Rising global temperatures will most likely result in mountain snowpack melting earlier in the year, but at a slower rate. While that may seem confusing at first, the mechanism is pretty easy to explain. Typically, most snowpack doesn’t start melting until the summer, when the sun in strongest in that region, and then it melts quickly.
But “when snowmelt shifts earlier in the year, the snow is no longer melting under the high sun angles of late spring and early summer,” said study lead author Keith Musselman. “The Sun just isn’t providing enough energy at that time of year to drive high snowmelt rates.”
But rising temperatures will mean less snowfall generally, so there will be less snow—and that snow will be melting more slowly over a longer period. That means less danger of flashfloods in certain areas, but it can also have a number of negative impacts. For one, slower melting means less water ends up in streams because it gets soaked up by plants instead. This, in turn, means that the streams have less water, which can impact whole ecosystems, as well as urban water supplies that rely on seasonal snowmelt
“We found a decrease in the total volume of meltwater—which makes sense given that we expect there to be less snow overall in the future,” Musselman said. “But even with this decrease, we found an increase in the amount of water produced at low melt rates and, on the flip side, a decrease in the amount of water produced at high melt rates.”

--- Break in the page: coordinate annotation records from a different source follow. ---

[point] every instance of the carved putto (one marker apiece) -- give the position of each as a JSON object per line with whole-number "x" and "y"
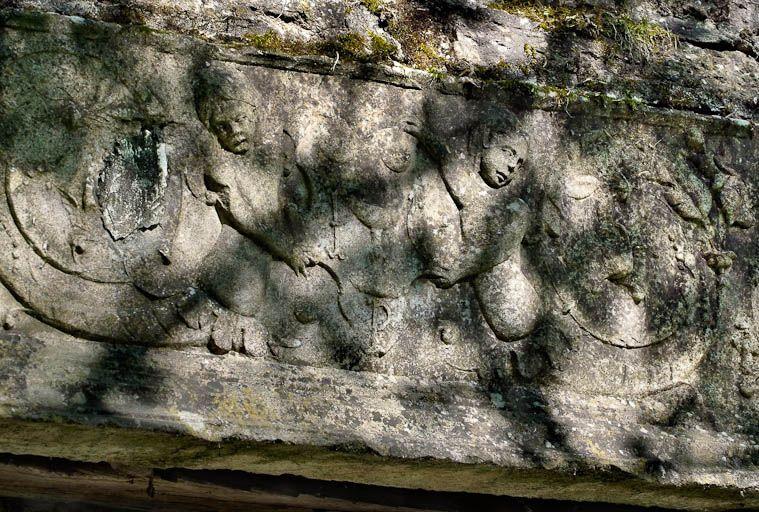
{"x": 367, "y": 227}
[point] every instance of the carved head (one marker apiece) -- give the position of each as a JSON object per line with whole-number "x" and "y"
{"x": 224, "y": 108}
{"x": 502, "y": 157}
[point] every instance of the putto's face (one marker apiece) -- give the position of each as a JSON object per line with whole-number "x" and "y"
{"x": 231, "y": 124}
{"x": 501, "y": 160}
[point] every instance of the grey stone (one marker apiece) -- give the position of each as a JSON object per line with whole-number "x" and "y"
{"x": 501, "y": 281}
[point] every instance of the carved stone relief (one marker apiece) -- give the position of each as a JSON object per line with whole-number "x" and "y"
{"x": 323, "y": 221}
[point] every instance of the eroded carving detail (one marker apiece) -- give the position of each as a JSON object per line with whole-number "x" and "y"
{"x": 406, "y": 232}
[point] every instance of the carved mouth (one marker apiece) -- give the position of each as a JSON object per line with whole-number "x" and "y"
{"x": 623, "y": 281}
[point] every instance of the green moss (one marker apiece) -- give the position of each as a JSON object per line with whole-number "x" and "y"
{"x": 374, "y": 6}
{"x": 269, "y": 40}
{"x": 381, "y": 48}
{"x": 550, "y": 18}
{"x": 639, "y": 38}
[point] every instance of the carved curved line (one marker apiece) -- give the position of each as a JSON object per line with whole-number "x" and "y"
{"x": 616, "y": 344}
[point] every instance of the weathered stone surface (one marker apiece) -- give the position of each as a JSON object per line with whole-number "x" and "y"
{"x": 499, "y": 281}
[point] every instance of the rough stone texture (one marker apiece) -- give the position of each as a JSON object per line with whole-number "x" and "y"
{"x": 467, "y": 279}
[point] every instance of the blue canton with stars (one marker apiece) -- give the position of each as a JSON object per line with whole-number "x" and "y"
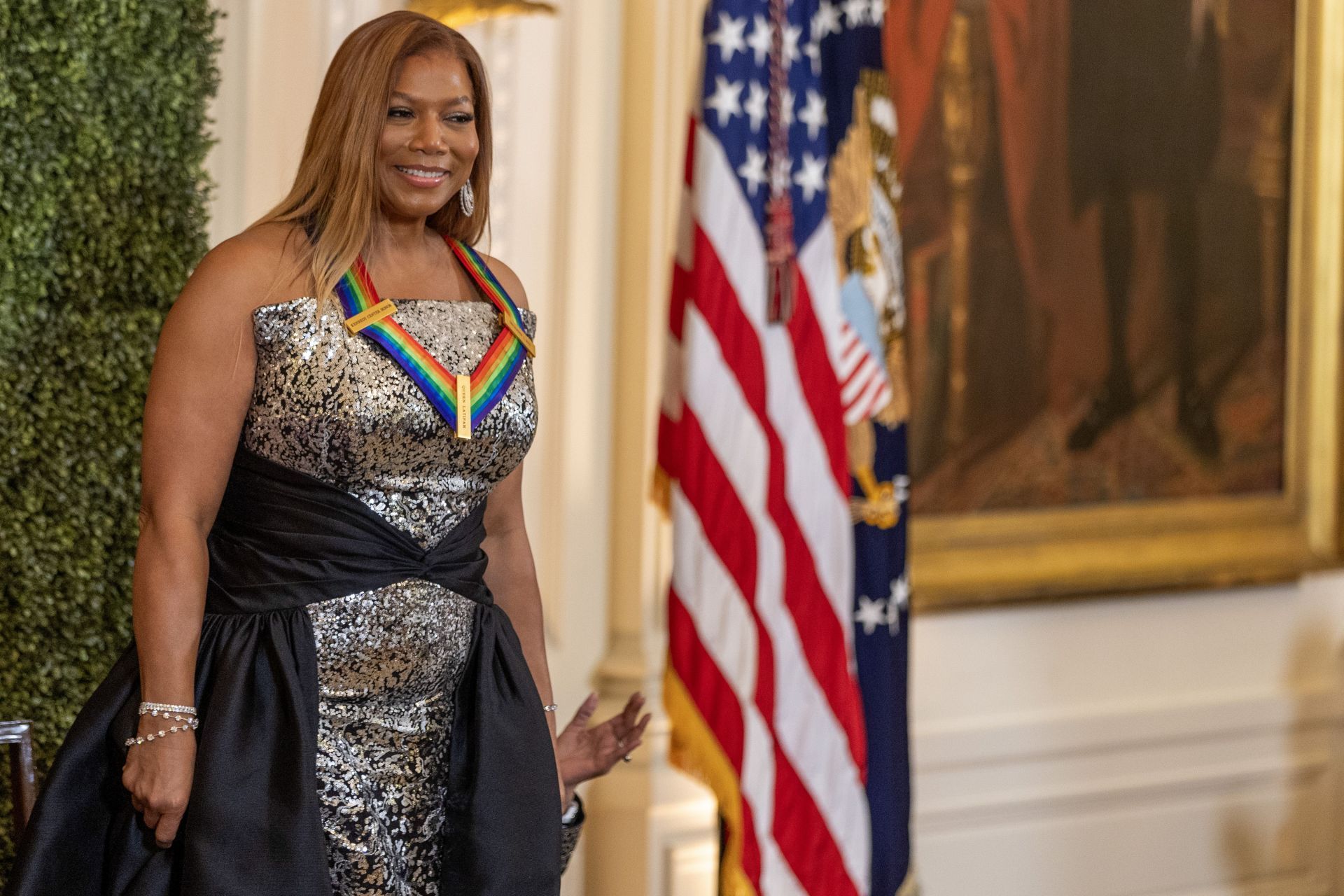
{"x": 824, "y": 45}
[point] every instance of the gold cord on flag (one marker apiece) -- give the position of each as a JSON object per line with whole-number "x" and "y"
{"x": 456, "y": 14}
{"x": 780, "y": 253}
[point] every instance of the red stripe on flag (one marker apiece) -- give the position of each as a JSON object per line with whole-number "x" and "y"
{"x": 823, "y": 640}
{"x": 720, "y": 708}
{"x": 727, "y": 528}
{"x": 820, "y": 388}
{"x": 820, "y": 868}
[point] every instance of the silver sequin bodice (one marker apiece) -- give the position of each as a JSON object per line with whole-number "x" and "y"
{"x": 337, "y": 407}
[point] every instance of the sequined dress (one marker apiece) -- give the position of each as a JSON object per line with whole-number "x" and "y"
{"x": 388, "y": 660}
{"x": 332, "y": 413}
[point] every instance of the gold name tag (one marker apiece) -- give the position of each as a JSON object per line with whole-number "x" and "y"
{"x": 370, "y": 316}
{"x": 511, "y": 326}
{"x": 464, "y": 406}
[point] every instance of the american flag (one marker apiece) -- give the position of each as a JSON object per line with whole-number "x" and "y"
{"x": 762, "y": 682}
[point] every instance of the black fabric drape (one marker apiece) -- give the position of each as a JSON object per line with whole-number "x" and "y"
{"x": 283, "y": 540}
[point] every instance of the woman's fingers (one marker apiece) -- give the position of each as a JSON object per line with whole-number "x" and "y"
{"x": 167, "y": 830}
{"x": 584, "y": 713}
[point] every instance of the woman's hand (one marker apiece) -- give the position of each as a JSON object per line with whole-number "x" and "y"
{"x": 585, "y": 752}
{"x": 159, "y": 774}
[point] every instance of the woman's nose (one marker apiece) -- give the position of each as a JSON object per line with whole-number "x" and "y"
{"x": 429, "y": 136}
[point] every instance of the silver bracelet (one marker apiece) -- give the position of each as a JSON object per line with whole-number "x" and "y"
{"x": 188, "y": 722}
{"x": 155, "y": 708}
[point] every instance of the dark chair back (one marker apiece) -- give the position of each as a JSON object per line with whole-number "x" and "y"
{"x": 22, "y": 780}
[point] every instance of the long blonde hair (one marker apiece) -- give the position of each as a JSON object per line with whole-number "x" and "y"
{"x": 335, "y": 194}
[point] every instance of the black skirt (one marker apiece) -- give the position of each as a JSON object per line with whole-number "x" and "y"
{"x": 281, "y": 542}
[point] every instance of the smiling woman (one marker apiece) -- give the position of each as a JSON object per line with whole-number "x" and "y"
{"x": 339, "y": 679}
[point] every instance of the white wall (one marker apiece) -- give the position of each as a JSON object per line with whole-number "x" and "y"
{"x": 1184, "y": 745}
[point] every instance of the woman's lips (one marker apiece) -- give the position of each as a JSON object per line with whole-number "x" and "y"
{"x": 422, "y": 176}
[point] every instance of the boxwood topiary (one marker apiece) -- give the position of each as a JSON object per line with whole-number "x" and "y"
{"x": 102, "y": 216}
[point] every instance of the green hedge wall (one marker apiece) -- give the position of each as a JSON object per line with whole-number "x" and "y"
{"x": 102, "y": 216}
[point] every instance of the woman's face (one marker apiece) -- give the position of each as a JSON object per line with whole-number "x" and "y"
{"x": 429, "y": 141}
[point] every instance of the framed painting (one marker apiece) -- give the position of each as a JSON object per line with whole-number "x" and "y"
{"x": 1123, "y": 242}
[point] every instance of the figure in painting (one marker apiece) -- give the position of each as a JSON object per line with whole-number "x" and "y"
{"x": 1144, "y": 117}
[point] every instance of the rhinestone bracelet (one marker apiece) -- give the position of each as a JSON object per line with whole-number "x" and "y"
{"x": 188, "y": 722}
{"x": 155, "y": 708}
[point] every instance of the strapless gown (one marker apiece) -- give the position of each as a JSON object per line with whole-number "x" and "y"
{"x": 332, "y": 419}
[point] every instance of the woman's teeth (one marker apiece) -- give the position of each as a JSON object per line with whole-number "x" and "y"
{"x": 422, "y": 172}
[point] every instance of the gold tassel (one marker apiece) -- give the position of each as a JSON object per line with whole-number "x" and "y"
{"x": 456, "y": 14}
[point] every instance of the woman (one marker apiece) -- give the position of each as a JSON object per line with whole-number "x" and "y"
{"x": 330, "y": 690}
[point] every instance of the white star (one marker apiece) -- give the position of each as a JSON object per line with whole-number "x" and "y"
{"x": 783, "y": 174}
{"x": 815, "y": 113}
{"x": 897, "y": 603}
{"x": 812, "y": 50}
{"x": 882, "y": 113}
{"x": 812, "y": 176}
{"x": 790, "y": 45}
{"x": 756, "y": 105}
{"x": 753, "y": 169}
{"x": 729, "y": 36}
{"x": 872, "y": 614}
{"x": 825, "y": 20}
{"x": 761, "y": 38}
{"x": 726, "y": 99}
{"x": 902, "y": 488}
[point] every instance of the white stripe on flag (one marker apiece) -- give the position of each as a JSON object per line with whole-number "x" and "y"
{"x": 809, "y": 732}
{"x": 724, "y": 628}
{"x": 822, "y": 512}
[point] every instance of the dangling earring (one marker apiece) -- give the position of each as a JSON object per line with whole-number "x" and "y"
{"x": 468, "y": 197}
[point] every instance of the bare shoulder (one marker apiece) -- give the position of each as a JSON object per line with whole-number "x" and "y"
{"x": 508, "y": 280}
{"x": 257, "y": 266}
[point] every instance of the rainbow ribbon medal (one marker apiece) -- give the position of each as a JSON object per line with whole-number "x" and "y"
{"x": 460, "y": 398}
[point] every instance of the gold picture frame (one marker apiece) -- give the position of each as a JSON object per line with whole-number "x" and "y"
{"x": 1050, "y": 554}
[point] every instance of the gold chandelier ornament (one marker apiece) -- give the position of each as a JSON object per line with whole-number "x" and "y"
{"x": 456, "y": 14}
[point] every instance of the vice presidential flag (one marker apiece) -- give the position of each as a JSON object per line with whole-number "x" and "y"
{"x": 778, "y": 419}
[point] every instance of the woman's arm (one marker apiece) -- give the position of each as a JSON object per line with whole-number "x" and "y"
{"x": 511, "y": 578}
{"x": 200, "y": 390}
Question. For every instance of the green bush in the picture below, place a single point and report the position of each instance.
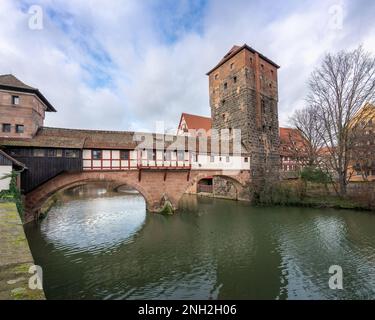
(13, 194)
(315, 175)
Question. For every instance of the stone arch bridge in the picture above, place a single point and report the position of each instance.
(155, 186)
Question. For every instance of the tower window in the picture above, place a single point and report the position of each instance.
(124, 154)
(20, 128)
(263, 106)
(96, 154)
(6, 127)
(15, 100)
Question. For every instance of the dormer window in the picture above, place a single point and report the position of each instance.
(6, 127)
(20, 128)
(15, 100)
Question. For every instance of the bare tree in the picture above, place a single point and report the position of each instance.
(306, 148)
(338, 89)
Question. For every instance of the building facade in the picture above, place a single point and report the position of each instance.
(243, 90)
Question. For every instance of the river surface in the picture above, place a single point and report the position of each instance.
(107, 247)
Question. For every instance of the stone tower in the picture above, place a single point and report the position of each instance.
(22, 108)
(243, 92)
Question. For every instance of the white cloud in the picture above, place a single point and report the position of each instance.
(152, 79)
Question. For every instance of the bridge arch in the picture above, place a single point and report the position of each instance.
(235, 179)
(155, 186)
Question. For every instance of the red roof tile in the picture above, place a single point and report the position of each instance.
(195, 122)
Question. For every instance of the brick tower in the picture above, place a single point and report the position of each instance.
(244, 95)
(22, 108)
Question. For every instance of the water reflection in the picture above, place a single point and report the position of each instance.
(108, 248)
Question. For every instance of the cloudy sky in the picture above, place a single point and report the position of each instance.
(125, 64)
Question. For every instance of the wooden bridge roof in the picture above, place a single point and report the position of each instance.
(121, 140)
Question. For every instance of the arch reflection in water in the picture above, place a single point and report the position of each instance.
(103, 222)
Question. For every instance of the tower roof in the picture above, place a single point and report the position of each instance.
(236, 49)
(10, 83)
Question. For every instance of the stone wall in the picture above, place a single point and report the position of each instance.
(15, 258)
(29, 113)
(244, 95)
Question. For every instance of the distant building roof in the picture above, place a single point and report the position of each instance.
(291, 140)
(195, 122)
(96, 139)
(236, 49)
(11, 83)
(12, 160)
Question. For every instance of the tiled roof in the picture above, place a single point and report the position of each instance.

The impacts could reach far beyond the immediate area affected. Reductions in melt rates could mean fewer spring floods—which would be great for infrastructure, but not so good for the ecosystems that depend on those annual floods. The meltwater will likely be warmer, which could affect trout and other fish species.
These are some significant and problematic implications, though how exactly we can deal with such problems remains to be seen. Obviously, this is another piece of evidence in favor of working to combat global climate change.